BGCT president considers proposed reorganization dramatic but overdue_90604

Posted: 9/03/04

BGCT president considers proposed
reorganization dramatic but overdue

By Marv Knox

Editor

Strategic proposals to reorganize the Baptist General Convention of Texas are overdue, dramatic and necessary, BGCT President Ken Hall believes.

Recommendations offered by the BGCT's strategic planning committee to re-state the convention's mission, vision, values and priorities–and to reorganize the convention to meet those objectives–are encouraging, Hall said.

“What the committee agreed to do was to go back and imagine: If the convention were being started in 2004 with its mission to help our churches, what would it look like?” he explained.

Ken Hall

“I'm enthusiastic about the recommendations, particularly the priorities and core strategies,” he added. “They put the central focus of the BGCT on our churches and not on the denomination and its institutions and agencies.”

Hall leads one of those BGCT agencies.
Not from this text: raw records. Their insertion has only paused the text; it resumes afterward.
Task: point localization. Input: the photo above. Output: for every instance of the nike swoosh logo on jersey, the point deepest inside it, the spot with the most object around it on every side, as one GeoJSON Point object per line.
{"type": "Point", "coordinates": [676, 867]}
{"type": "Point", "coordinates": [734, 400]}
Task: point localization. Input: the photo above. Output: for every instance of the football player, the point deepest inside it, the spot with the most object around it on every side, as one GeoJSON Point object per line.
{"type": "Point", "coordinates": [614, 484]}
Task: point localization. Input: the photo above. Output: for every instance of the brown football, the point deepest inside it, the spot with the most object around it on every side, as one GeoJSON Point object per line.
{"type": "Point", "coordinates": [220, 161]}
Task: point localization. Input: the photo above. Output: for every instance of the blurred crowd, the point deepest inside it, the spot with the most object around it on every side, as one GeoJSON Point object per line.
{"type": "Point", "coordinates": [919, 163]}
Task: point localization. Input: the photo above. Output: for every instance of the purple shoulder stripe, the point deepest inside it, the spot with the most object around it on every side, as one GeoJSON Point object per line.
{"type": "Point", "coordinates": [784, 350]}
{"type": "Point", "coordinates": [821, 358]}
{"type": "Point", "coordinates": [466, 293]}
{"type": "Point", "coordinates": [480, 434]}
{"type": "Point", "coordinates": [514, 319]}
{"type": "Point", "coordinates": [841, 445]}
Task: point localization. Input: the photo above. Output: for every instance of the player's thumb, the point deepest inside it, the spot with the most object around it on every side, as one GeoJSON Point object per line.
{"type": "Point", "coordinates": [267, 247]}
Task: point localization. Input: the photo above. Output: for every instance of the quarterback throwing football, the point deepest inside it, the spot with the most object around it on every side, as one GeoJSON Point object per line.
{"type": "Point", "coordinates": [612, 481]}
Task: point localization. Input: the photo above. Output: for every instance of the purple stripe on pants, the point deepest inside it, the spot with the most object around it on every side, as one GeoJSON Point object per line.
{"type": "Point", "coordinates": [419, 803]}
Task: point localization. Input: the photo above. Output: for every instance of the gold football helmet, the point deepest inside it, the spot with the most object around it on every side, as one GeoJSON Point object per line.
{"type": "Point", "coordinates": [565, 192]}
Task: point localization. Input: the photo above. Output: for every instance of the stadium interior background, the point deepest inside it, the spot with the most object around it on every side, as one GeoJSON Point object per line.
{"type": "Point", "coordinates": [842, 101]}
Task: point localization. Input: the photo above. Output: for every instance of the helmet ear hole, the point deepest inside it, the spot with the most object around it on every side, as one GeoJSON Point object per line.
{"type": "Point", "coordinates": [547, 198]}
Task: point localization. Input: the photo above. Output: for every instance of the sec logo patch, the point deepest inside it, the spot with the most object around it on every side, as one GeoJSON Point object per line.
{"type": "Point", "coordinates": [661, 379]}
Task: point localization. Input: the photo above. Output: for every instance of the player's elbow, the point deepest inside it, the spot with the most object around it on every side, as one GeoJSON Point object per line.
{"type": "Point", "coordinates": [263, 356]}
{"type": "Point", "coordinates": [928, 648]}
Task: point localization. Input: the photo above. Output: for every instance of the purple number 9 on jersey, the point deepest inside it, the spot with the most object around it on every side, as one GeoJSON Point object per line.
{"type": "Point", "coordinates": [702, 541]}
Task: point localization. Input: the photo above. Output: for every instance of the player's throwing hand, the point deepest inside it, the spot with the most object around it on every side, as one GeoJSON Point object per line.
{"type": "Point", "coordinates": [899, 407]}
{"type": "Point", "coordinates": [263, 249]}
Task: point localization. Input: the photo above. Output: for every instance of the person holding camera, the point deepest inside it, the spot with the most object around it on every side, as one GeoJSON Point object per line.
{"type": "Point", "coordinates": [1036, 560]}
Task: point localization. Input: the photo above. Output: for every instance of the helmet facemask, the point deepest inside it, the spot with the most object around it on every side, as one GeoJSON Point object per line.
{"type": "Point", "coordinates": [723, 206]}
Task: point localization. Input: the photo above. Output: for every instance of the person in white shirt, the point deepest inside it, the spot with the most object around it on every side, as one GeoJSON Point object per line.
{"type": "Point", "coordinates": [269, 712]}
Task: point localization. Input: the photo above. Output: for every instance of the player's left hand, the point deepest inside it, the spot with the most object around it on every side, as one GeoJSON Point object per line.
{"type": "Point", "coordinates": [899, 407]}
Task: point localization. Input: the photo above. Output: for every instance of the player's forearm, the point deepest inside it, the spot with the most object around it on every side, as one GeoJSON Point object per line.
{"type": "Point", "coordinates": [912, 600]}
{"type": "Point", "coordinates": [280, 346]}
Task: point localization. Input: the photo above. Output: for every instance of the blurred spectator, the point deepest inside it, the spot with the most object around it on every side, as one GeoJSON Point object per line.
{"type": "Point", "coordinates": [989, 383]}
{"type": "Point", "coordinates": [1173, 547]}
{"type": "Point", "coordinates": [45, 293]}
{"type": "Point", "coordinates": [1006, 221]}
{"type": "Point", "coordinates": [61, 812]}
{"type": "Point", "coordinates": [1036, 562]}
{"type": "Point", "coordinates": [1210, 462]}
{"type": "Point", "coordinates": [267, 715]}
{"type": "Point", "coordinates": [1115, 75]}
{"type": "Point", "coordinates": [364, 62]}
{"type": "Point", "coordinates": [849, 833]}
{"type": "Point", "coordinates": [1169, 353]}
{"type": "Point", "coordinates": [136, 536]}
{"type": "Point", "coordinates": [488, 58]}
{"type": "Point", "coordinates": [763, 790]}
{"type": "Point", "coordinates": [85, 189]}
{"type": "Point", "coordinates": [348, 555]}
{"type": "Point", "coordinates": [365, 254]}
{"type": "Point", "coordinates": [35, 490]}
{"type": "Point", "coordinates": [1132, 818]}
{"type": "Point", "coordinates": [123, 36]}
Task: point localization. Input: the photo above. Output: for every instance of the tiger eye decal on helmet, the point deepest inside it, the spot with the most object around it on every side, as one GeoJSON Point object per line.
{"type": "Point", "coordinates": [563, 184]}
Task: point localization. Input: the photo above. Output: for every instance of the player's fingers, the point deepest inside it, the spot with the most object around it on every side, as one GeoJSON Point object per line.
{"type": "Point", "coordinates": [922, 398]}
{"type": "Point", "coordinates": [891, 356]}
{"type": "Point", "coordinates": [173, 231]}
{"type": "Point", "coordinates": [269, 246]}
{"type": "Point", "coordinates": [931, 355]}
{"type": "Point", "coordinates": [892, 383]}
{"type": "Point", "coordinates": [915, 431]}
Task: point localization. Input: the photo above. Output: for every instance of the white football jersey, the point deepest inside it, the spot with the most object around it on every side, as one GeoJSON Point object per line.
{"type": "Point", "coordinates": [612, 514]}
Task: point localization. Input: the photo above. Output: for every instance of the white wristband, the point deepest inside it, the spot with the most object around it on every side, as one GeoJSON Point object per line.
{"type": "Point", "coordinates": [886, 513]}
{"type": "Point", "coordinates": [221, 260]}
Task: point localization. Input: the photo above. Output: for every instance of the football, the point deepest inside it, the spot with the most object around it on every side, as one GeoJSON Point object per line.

He is president of Buckner Baptist Benevolences, which operates ministries to children, families and the elderly across the state.

“The strategy committee's recommendations say, 'We exist to serve the churches.' They focus on how we can encourage, facilitate and connect churches to do their work,” he said. “I like that.”

A key outcome of the strategy committee's recommendations will be accountability, Hall predicted. As the convention follows the new church-focused strategy, every component of the convention structure–the Executive Board, agencies and institutions, affiliated organizations and all their employees–will be evaluated by how well they help the convention and the churches meet their priorities, he said.

“The convention is going to hold us accountable for how well we encourage, facilitate and connect churches to do their work,” he stressed. “That is the central difference in what the convention is and what it will be. It's not subtle; it's dramatic.”

Philosophically, the convention always has thought the churches should be paramount, Hall said. “But our structure, staffing, funding and political activism haven't always focused on strengthening, encouraging, facilitating and connecting churches,” he acknowledged.

“The new strategic plans should lead every institution and every department of the BGCT Executive Board to ask: 'What is my action, my strategy? What impact is it having on the churches?'” he said.

“If we are negatively impacting the churches, or if we are not helping them, then I question if our activity is what it should be.”

The need for a new BGCT structure reflects the changes that have impacted culture, Hall noted.

“Over the last generation or two, we have allowed our bureaucratic and organizational systems to not keep pace with the world we live in,” he claimed. “BGCT leadership and employees, as well as institutional and agency leadership and employees, are not that reflective of our culture. And that needs to change.

“We must reflect the cultural, ethnic, gender, geographic and demographic diversity of our state. You can't get there until you decide strategically to get there.”

The current need for dramatic change should not reflect negatively upon BGCT leadership during the past couple of generations, Hall insisted.

“We've had unbelievably godly leaders, or we would be in a lot worse shape. They have been committed to Christ and visionary,” he said.

“But we've come to the issue of cultural diversity late, and we've got to catch up.

“The opportunities that are before us–we've got to take on a new strategy. It's not just racial and ethnic. It's all kinds. We've got to reflect a broader perspective of life. Our tent has to be larger.”